Un sistema que tolera que desahucien cada día a centenares de familias a quienes los bancos un día pusieron en bandeja una hipoteca sin condiciones y que rescata no a las personas, sino a esos banqueros sin escrúpulos, asfixiando a los desahuciados hasta el punto de obligarles a seguir pagando la deuda aún habiendo perdido sus casas solo puede calificarse de BASURA.

 

Basura es un sistema en el que ancianos que apenas saben leer o invidentes que un día no pudieron hacerlo y firmaron unas preferentes confiando en la buena fe de quienes se las vendieron, ahora no pueden reclamar que les devuelvan su dinero porque la ley entiende que sabían perfectamente lo que firmaban; mientras que la hermana del rey, perfectamente formada y asesorada, va a quedar exenta de culpabilidad en el caso Nóos porque la responsabilidad es única y exclusivamente de su esposo, a pesar de figurar su firma.

 

Basura es una sociedad que no se moviliza, que deja que se pierdan poco a poco los derechos de las personas por temor a perder… ¿a perder qué?, me pregunto. ¿Podemos perder más?
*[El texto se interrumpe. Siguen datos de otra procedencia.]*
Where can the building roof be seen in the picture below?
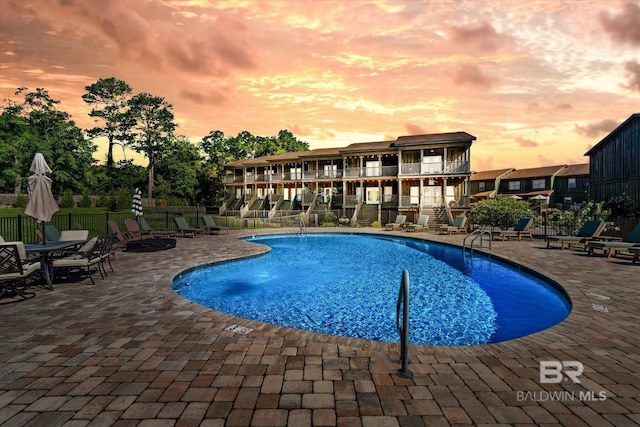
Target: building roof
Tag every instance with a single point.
(490, 175)
(615, 132)
(433, 138)
(540, 172)
(575, 170)
(368, 146)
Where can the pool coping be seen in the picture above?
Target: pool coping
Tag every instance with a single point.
(580, 315)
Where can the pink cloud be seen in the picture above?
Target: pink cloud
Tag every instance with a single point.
(632, 69)
(524, 142)
(625, 26)
(413, 129)
(596, 129)
(472, 75)
(483, 37)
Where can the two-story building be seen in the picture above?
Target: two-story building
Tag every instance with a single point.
(614, 163)
(530, 183)
(412, 174)
(485, 184)
(571, 187)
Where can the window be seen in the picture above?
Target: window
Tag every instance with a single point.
(539, 184)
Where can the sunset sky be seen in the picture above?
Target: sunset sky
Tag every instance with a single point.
(537, 82)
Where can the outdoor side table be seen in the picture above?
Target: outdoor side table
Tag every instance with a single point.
(46, 251)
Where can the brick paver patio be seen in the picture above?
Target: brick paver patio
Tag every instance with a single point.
(130, 352)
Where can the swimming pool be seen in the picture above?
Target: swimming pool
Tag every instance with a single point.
(347, 285)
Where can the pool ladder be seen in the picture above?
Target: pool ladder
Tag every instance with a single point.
(479, 233)
(303, 227)
(403, 329)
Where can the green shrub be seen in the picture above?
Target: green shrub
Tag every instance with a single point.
(67, 200)
(503, 212)
(21, 201)
(86, 201)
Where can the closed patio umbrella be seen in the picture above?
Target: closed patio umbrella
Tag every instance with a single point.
(136, 206)
(41, 205)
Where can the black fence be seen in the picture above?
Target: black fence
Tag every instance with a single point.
(23, 227)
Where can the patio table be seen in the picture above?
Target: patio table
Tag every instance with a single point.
(46, 252)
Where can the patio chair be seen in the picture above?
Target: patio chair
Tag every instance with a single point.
(459, 226)
(521, 229)
(398, 224)
(15, 268)
(421, 224)
(185, 229)
(120, 238)
(588, 231)
(86, 259)
(612, 247)
(211, 226)
(146, 229)
(134, 230)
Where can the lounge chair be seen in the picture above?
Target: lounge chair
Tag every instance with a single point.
(588, 231)
(611, 247)
(134, 230)
(459, 226)
(88, 257)
(211, 226)
(146, 229)
(15, 268)
(520, 230)
(421, 224)
(185, 229)
(68, 235)
(397, 225)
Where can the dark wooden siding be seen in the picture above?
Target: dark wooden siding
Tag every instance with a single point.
(579, 194)
(615, 167)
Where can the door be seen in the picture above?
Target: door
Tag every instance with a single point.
(373, 196)
(432, 196)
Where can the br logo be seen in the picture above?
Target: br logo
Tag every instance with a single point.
(554, 372)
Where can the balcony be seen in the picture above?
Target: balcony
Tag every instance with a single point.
(454, 167)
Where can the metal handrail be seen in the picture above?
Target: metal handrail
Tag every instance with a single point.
(403, 330)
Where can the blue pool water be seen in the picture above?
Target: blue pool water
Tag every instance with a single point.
(348, 285)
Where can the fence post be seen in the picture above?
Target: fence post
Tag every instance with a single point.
(20, 239)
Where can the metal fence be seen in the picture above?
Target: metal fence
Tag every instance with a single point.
(22, 227)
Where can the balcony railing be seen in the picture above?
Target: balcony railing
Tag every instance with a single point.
(448, 167)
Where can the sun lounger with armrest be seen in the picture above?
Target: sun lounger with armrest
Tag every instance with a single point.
(610, 247)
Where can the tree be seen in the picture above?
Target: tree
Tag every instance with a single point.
(178, 166)
(154, 125)
(36, 125)
(109, 98)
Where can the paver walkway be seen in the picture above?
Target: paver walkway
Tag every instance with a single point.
(130, 352)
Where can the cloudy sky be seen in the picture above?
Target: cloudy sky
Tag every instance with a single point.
(537, 82)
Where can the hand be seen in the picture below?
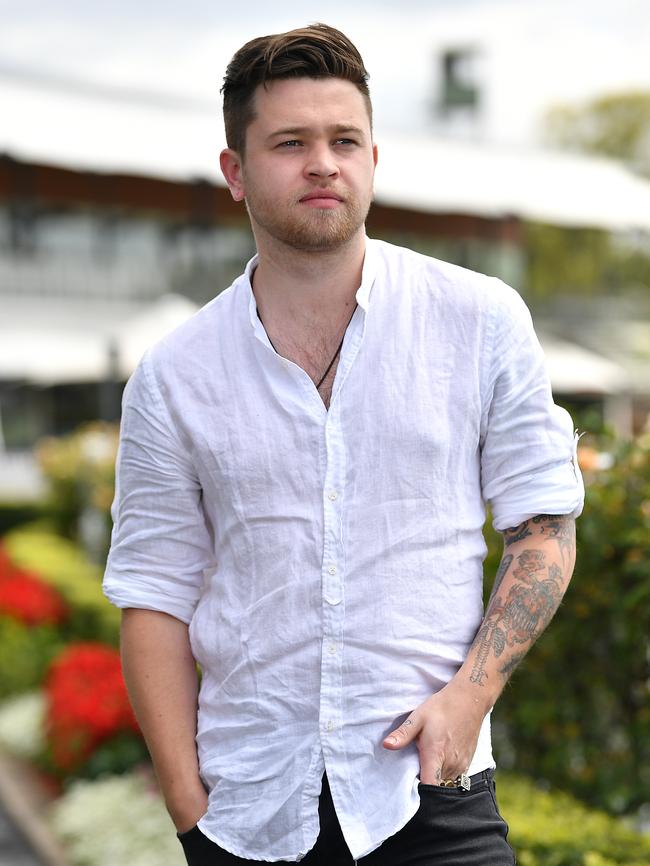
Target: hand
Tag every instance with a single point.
(446, 728)
(190, 808)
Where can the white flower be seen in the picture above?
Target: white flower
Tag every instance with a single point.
(21, 724)
(116, 820)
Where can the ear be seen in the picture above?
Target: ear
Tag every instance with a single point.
(231, 166)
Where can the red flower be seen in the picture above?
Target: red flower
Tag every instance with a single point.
(87, 702)
(27, 598)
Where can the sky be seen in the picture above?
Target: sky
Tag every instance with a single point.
(154, 55)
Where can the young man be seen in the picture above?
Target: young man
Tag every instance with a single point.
(301, 485)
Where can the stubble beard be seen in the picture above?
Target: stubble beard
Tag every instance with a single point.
(315, 230)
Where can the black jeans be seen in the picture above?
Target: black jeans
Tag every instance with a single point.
(452, 827)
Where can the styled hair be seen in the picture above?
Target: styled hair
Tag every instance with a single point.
(317, 51)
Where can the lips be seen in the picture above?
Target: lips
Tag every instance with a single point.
(321, 195)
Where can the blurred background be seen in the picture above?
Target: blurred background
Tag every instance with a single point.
(514, 139)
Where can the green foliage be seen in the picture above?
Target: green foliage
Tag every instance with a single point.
(119, 754)
(550, 828)
(615, 125)
(80, 470)
(61, 563)
(581, 262)
(15, 513)
(577, 713)
(25, 655)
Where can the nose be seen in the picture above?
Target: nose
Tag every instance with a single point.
(321, 162)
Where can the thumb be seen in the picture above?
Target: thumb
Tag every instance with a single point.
(403, 735)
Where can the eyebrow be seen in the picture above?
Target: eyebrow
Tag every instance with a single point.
(338, 129)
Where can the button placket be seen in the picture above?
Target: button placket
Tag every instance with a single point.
(332, 571)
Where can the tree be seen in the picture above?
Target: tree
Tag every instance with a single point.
(615, 125)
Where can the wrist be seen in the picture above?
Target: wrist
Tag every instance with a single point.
(478, 700)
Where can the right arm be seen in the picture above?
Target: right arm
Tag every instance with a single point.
(161, 678)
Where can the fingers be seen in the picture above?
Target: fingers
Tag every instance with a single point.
(405, 734)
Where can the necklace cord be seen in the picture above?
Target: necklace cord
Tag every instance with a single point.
(336, 354)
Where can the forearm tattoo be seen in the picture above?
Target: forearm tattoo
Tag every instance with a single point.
(521, 615)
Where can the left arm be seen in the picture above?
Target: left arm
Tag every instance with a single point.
(535, 570)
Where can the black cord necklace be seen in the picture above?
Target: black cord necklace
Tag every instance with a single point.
(336, 354)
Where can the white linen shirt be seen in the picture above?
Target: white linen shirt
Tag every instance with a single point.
(329, 562)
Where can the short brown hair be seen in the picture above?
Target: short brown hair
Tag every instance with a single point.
(317, 51)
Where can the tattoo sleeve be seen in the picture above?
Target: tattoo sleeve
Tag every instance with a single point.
(528, 588)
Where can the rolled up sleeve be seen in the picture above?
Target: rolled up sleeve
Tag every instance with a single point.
(161, 543)
(529, 448)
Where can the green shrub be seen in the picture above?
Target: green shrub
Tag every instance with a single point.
(25, 654)
(578, 711)
(16, 513)
(63, 564)
(550, 828)
(80, 470)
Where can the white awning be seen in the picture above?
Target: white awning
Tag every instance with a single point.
(46, 342)
(575, 370)
(421, 172)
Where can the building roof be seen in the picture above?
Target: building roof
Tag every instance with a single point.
(423, 173)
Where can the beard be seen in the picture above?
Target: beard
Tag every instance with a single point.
(309, 229)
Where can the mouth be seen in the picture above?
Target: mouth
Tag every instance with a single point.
(321, 198)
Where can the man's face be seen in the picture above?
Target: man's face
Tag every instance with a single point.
(309, 164)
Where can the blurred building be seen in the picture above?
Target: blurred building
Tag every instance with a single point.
(97, 264)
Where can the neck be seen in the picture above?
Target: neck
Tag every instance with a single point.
(307, 286)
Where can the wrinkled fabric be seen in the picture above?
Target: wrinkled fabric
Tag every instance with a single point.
(329, 563)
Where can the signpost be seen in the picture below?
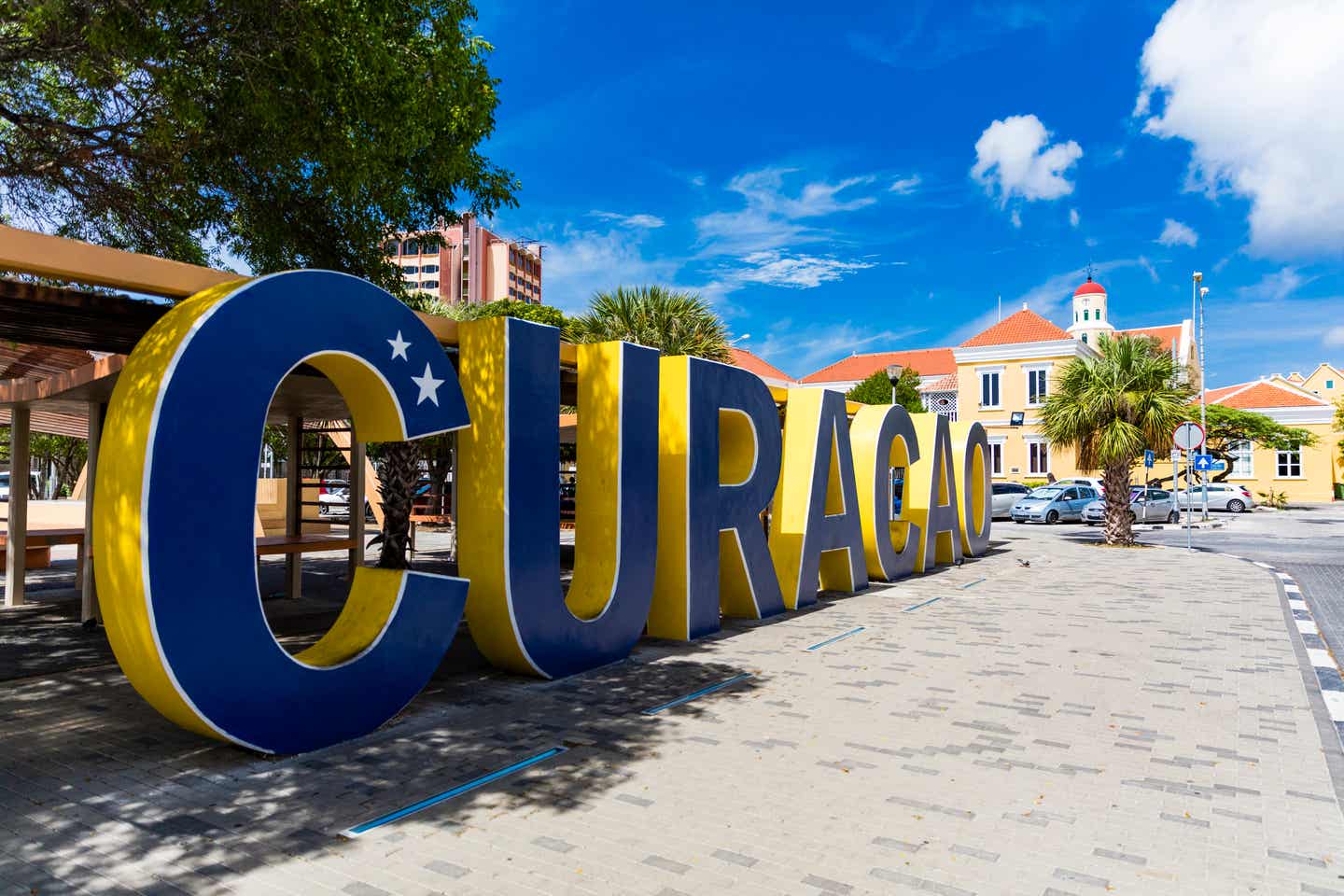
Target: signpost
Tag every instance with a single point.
(1188, 438)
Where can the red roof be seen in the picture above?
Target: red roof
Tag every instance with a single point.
(1022, 327)
(926, 361)
(758, 366)
(1249, 397)
(1166, 336)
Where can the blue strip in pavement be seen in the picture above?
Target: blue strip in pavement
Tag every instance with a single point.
(839, 637)
(455, 791)
(698, 693)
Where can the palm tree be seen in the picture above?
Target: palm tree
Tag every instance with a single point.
(1112, 407)
(674, 321)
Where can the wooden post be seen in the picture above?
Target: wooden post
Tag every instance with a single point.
(15, 565)
(357, 501)
(89, 608)
(293, 507)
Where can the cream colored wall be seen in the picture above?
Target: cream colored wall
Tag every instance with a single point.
(1322, 469)
(1013, 397)
(1316, 383)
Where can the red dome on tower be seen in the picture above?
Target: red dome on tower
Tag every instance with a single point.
(1090, 287)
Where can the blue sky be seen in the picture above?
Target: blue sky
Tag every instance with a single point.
(874, 176)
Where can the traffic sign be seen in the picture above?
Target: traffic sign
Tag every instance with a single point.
(1188, 437)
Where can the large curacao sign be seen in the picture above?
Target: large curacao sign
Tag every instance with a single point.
(680, 458)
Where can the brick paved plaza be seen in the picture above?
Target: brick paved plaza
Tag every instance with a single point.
(1096, 721)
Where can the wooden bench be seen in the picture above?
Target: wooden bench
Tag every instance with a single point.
(38, 544)
(281, 544)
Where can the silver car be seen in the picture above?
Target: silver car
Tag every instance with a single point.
(1005, 495)
(1054, 503)
(1145, 505)
(1222, 496)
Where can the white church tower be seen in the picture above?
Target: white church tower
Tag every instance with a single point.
(1090, 315)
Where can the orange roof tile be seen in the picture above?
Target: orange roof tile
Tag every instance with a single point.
(1264, 394)
(758, 366)
(1020, 327)
(926, 361)
(1166, 336)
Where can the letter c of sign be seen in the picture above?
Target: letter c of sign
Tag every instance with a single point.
(175, 497)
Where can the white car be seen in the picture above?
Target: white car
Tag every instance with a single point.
(1090, 481)
(1222, 496)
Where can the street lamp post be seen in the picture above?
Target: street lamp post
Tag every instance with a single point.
(1203, 422)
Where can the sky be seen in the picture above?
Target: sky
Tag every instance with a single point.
(867, 176)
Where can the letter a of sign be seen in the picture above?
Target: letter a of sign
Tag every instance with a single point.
(179, 587)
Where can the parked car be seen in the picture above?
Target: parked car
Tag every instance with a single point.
(1090, 481)
(1222, 496)
(1005, 495)
(1054, 503)
(1145, 505)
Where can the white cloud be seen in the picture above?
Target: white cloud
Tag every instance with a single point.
(641, 220)
(800, 272)
(1178, 234)
(1255, 89)
(775, 217)
(906, 186)
(1015, 158)
(580, 262)
(1273, 287)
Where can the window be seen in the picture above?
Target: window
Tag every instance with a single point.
(989, 388)
(1036, 385)
(1243, 461)
(1289, 465)
(996, 458)
(1038, 457)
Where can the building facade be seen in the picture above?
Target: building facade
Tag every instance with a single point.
(467, 262)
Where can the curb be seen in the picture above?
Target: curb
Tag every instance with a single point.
(1327, 668)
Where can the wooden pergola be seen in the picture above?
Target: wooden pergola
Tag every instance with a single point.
(63, 347)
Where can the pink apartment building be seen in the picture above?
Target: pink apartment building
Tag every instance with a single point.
(470, 265)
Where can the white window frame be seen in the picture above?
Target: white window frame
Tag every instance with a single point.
(1042, 452)
(998, 372)
(1280, 462)
(1032, 370)
(1242, 452)
(996, 453)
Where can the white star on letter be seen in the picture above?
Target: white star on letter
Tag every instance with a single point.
(429, 385)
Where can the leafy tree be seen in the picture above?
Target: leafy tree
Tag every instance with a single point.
(880, 390)
(1226, 426)
(295, 134)
(1111, 409)
(674, 321)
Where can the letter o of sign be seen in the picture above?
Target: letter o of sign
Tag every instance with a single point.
(175, 497)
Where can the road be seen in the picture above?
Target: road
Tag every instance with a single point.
(1307, 543)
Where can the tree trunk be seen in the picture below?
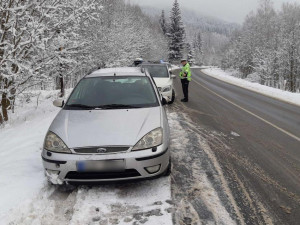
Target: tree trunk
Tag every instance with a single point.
(4, 106)
(62, 89)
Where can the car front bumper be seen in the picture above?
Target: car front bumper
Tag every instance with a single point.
(64, 166)
(167, 95)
Tras la última reforma laboral aprobada por el gobierno los trabajadores perdimos todos los derechos que nuestros antecesores lograron en muchos años gracias a luchas y grandes esfuerzos. Tras la denominada ley mordaza hasta el derecho al pataleo nos han quitado. ¿Qué más podemos perder?

 

Ojalá en un futuro gestionemos los residuos igual que limpiamos nuestra imagen exterior. Y confío en que seamos entre todos capaces de eliminar la basura que nos está inundando hasta el punto de no dejarnos ver más allá de las montañas de bolsas que se generan.